A wild-type planar polarized distribution of Baz may in turn direct localized actomyosin cable formation. The complementary polarized localization of Baz and the actomyosin cable during dorsal closure is reminiscent of their planar polarized distributions during germ band extension, when Baz and MHC are enriched at reciprocal faces of ectodermal cells (Bertet et al., 2004; Zallen and Wieschaus, 2004). MHC accumulates at AP interfaces where constriction occurs, whereas Baz accumulates at DV-expanding interfaces. A similar reciprocal localization is seen in the amnioserosa cells, as they elongate during gastrulation (Pope and Harris, 2008). Our data show that during dorsal closure loss of Baz from the DME cell leading edge precedes the assembly of the actomyosin cable, which is consistent with the hypothesis that Baz acts upstream of cable assembly and suggesting that the complementary localization of Baz and MHC in various morphogenetic processes may reflect regulation of the actin cytoskeleton by the distribution of Baz. Although we cannot exclude the possibility that the polarized distribution of Ed influences Baz localization and actomyosin cable assembly independently, we propose that the polarized distribution of Ed generates a polarized distribution of Baz, which in turn regulates actin cable formation.

The actin cable restricts the movement of the leading edge

The prevailing models for the function of the actin cable in dorsal closure propose that the tension associated with the cable promotes the dorsal movement of the leading edge.
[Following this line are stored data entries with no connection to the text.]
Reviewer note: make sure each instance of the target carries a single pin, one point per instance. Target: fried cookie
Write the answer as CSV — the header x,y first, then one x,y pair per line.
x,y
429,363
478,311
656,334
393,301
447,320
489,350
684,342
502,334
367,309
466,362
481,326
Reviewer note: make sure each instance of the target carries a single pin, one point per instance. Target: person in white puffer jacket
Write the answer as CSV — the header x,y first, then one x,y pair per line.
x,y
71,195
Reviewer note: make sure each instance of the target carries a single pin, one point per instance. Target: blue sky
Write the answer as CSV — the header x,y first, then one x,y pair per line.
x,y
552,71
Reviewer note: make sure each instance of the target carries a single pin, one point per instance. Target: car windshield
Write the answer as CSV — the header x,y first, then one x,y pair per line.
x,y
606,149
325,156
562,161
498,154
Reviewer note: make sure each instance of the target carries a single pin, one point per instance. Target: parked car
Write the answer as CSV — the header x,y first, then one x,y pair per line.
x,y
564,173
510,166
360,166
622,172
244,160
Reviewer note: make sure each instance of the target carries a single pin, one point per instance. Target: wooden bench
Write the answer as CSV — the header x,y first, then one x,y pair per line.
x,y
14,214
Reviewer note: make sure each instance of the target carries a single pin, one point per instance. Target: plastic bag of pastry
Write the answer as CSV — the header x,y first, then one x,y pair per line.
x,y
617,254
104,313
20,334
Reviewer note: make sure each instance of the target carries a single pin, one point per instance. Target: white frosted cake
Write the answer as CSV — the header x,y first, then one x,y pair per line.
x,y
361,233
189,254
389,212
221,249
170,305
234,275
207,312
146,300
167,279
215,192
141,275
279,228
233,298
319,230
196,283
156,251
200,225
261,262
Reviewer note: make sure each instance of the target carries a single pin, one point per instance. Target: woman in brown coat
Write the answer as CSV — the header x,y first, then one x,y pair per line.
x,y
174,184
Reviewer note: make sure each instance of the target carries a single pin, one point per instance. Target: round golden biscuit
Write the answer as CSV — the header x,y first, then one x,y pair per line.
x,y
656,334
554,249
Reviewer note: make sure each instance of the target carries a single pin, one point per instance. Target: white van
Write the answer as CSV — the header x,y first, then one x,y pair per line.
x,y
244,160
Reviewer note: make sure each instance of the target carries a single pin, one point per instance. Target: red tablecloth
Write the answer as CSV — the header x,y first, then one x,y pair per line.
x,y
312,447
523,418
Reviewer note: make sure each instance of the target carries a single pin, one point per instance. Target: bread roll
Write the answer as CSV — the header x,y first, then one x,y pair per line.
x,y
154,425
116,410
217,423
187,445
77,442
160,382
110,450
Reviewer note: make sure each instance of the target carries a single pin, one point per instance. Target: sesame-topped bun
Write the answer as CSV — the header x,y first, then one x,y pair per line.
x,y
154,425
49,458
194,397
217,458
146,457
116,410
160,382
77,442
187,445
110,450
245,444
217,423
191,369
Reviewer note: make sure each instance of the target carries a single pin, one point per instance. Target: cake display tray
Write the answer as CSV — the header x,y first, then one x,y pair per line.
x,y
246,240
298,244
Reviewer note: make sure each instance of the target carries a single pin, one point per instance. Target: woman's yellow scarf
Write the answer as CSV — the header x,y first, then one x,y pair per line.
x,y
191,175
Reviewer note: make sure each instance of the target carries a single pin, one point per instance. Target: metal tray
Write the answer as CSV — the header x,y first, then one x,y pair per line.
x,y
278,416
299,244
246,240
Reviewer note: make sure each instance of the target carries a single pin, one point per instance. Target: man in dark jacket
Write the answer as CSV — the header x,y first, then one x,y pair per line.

Initial studies suggested that the cable drives dorsal movement by providing a purse string-like force (Young et al., 1993; Kiehart et al., 2000), and more recent live imaging and modeling studies suggest that pulsed contractions of the amnioserosa cells provide the primary force driving leading edge migration and that myosin-mediated contraction of the cable instead acts to stabilize forward progress between contractions (Kiehart et al., 2000; Solon et al., 2009; Blanchard et al., 2010; David et al., 2010). These models differ, but each predicts that the leading edge would recede ventrally in the absence of the actin cable.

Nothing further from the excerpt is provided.